Selon Smith et al. (2005), les bactéries peuvent employer plusieurs mécanismes pour surmonter l'inhibition par les polyphénols ; notamment la modification/dégradation, la dissociation des complexes polyphénol-substrat, l'inactivation des polyphénols par des liants de haute affinité, la modification / réparation membranaire et la séquestration des ions métalliques.

En plus de cette résistance aux polyphénols, les Bifidobacterium sont capables de les métaboliser pour se croitre et contribuer à la protection de la barrière intestinale (Moreno-Indias

et al., 2016). Ce genre bactérien est apte à catalyser les réactions d'O-déglycosylation et fission

du cycle C des flavonols (kaempférol, quercétine), d'hydrolyse des liaisons ester, clivage du cycle C et déshydroxylation des flavan-3-ols ; et l'O-déglycosylation, O-déméthylation, réduction, clivage du cycle C et déshydroxylation des isoflavones. En plus, l'O-déglycosylation, l’O-déméthylation, la fission du cycle C et la déshydroxylation au niveau du cycle B des flavones (lutéoline, apigénine), ainsi que la désestérification et la déshydroxylation des acides

phénoliques (acide caféique, acide férulique) font partie de leur mécanisme métabolique des polyphénols (Corrêa et al., 2019).

Les polyphénols, dont l'existence dans les nopals est bien établie, se sont avérés antifongique dans d'autres études. La quercétine et le Kaempferol utilisés à une gamme de concentrations allant de 197 à 441μg/mL et l'acide gallique à une CMI égale à 30 μg/mL, ont exercé une activité antifongique contre Candida albicans, comme rapporté par Herrera et al. (2010) et Picerno et al. (2011). Candida albicans est un mycète très résistant qui exprime aussi le transporteur d'efflux multidrogue (MET) comme un moyen de résistance (Hirasawa et Takada, 2004). Comme il existe actuellement peu de médicaments antifongiques efficaces disponibles pour le traitement de la candidose, il est essentiel de découvrir et d'évaluer de nouvelles sources d'agents antifongiques (Pooja et Vidyasagar, 2016).
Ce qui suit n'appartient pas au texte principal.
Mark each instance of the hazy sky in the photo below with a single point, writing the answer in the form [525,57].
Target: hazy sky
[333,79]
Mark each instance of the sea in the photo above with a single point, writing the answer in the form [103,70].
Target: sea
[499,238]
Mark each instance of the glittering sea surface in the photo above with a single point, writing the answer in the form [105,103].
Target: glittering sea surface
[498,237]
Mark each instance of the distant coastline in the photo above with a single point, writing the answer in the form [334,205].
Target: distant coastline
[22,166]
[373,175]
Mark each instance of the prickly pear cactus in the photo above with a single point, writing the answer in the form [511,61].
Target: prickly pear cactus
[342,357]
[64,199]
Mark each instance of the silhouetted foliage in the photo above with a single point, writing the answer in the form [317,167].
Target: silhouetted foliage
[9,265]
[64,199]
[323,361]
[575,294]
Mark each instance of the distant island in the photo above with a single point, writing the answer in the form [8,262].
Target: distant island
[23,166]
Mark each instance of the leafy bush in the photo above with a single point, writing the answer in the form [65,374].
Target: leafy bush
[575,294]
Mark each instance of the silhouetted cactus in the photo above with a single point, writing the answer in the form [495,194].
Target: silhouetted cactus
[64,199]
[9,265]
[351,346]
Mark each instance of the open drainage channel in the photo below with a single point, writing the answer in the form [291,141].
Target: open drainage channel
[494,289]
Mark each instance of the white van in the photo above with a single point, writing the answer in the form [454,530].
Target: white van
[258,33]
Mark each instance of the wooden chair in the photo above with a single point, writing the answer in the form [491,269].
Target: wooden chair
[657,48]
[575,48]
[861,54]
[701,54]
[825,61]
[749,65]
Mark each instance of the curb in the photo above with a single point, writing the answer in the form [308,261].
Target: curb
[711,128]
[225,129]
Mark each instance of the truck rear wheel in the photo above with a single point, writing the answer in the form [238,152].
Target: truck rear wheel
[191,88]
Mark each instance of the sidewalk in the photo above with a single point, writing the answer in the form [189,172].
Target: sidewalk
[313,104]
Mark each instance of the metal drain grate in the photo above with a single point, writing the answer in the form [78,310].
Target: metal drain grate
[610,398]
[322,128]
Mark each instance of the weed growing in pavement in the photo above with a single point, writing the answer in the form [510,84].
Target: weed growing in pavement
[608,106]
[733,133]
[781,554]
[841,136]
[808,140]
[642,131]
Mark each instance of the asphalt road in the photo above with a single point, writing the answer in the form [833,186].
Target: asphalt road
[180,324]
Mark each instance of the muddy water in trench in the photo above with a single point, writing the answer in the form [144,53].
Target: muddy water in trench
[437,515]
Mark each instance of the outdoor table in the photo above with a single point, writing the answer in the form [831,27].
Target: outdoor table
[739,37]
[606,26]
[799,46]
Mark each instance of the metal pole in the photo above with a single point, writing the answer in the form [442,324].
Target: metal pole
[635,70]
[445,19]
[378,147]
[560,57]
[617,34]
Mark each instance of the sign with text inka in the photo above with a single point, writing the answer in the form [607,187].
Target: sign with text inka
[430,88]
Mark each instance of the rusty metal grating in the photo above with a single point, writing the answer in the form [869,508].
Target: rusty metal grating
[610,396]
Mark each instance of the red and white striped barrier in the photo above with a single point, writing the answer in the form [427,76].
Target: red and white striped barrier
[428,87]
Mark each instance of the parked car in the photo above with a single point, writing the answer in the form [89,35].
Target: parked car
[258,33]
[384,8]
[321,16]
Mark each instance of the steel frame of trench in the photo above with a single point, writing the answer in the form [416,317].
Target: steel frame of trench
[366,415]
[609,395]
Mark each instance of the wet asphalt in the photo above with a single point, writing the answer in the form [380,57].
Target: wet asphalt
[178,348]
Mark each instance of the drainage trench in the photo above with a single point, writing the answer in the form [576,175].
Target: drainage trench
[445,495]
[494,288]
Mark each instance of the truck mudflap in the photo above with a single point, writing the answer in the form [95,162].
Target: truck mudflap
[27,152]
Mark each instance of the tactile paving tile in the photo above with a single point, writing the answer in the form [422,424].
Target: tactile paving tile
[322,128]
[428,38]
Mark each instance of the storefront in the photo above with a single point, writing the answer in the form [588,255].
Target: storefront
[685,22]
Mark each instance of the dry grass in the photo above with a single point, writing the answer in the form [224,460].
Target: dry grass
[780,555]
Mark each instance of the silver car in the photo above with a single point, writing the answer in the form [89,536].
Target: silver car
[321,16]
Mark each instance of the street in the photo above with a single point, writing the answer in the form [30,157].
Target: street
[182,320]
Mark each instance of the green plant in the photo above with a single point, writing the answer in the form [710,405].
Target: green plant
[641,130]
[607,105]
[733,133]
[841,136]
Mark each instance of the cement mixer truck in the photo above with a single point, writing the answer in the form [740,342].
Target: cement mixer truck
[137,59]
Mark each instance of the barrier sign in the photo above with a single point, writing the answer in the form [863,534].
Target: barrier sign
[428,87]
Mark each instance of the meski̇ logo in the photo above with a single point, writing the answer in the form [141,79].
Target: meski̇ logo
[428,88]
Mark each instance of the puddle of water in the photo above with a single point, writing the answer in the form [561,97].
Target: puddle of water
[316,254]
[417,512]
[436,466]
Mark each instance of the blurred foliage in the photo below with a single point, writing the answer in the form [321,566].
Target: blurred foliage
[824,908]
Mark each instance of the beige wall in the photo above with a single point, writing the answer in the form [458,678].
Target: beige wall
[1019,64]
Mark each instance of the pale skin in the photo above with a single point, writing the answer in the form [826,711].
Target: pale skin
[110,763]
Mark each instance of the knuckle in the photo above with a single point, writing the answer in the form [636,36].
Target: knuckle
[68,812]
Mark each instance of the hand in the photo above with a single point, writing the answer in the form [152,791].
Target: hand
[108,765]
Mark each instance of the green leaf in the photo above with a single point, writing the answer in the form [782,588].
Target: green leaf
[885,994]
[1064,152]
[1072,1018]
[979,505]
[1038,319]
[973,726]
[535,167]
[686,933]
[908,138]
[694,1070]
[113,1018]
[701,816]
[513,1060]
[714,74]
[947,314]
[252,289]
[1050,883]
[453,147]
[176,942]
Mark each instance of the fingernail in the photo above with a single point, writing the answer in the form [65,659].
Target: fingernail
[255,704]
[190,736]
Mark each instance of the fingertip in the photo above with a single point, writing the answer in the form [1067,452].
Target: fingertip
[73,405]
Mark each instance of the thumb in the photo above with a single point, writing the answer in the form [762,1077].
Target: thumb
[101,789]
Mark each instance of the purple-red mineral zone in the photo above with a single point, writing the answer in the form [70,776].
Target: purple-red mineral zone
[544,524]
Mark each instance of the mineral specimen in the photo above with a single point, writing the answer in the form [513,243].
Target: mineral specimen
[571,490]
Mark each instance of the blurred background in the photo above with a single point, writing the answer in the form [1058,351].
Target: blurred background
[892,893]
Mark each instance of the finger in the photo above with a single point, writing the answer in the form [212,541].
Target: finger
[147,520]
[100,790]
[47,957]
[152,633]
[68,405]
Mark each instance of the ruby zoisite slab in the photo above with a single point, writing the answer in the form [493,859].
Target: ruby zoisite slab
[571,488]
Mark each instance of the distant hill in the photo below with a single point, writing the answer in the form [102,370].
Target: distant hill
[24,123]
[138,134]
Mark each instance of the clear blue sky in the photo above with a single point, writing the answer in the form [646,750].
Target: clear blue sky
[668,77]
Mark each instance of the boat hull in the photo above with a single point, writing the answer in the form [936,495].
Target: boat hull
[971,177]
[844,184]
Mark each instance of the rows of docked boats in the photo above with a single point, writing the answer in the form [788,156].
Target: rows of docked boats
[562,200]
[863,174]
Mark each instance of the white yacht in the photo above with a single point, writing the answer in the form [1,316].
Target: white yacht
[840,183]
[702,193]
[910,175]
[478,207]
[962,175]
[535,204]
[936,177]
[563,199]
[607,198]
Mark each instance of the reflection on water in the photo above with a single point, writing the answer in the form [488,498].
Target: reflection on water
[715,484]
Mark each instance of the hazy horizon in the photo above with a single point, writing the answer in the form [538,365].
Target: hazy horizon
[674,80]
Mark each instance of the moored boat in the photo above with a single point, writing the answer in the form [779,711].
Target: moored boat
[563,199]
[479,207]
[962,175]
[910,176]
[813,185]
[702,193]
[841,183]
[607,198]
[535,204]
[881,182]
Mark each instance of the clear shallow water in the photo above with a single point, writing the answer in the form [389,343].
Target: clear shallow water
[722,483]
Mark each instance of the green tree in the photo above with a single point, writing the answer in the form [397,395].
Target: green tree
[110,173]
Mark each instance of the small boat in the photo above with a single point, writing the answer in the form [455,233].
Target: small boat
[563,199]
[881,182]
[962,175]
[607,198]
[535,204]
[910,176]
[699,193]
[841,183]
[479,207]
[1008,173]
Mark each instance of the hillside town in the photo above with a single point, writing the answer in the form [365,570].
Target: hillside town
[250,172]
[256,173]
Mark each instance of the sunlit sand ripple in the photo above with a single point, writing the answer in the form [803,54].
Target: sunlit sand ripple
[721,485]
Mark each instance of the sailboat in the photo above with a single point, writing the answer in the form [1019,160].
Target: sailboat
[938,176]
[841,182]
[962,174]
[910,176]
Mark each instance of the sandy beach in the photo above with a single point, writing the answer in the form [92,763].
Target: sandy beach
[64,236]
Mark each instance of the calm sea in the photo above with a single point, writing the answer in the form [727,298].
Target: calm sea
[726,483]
Les polyphénols et les flavonoïdes peuvent autoréguler la transition morphogénique cruciale pour la virulence de la levure ; de la forme cellulaire à la forme hyphale (Farkach et al., 2018). Les catéchines ont une activité de suppression enzymatique de protéasome de candida

albicans ; produisant par conséquent, une instabilité métabolique, une diminution de croissance

et de formation de biofilm. L'inhibition de protéasome accumule les inhibiteurs de la kinase cycline-dépendante (Cyclin Kinase Inhibitor : CKIs) dans la levure, ce qui perturbe la morphogénèse et le cycle cellulaire de cette levure (Evensen et Braun, 2009). Autrement, ces phénols perméabilisent la membrane cellulaire et perturbent la structure de la paroi de cette levure, permettant ainsi leur passage au cytoplasme pour exercer leur activité antifongique intracellulaire (Evensen et Braun, 2009).

Les résultats enregistrés pour l'extrait phénolique de nopal sont très prometteurs dans la lutte contre des bactéries d'importance alimentaire ou d'ordre de pathogénicité médicale. La recommandation de ces polyphénols pour l'industrie et la conservation alimentaire, ou même dans une optique d'exploration de nouveaux agents antimicrobiens d'utilisation pharmaceutique, passe forcément par le développement de techniques d'extraction, d'isolement et de purification non toxiques et appropriées à une consommation humaine (Bakari et al., 2017; Aruwa et al., (2019). Par ailleurs, les effets comportant les risques et les avantages de ces composés actifs sur la flore microbienne humaine normale doivent être déterminés (Sánchez et al., 2014).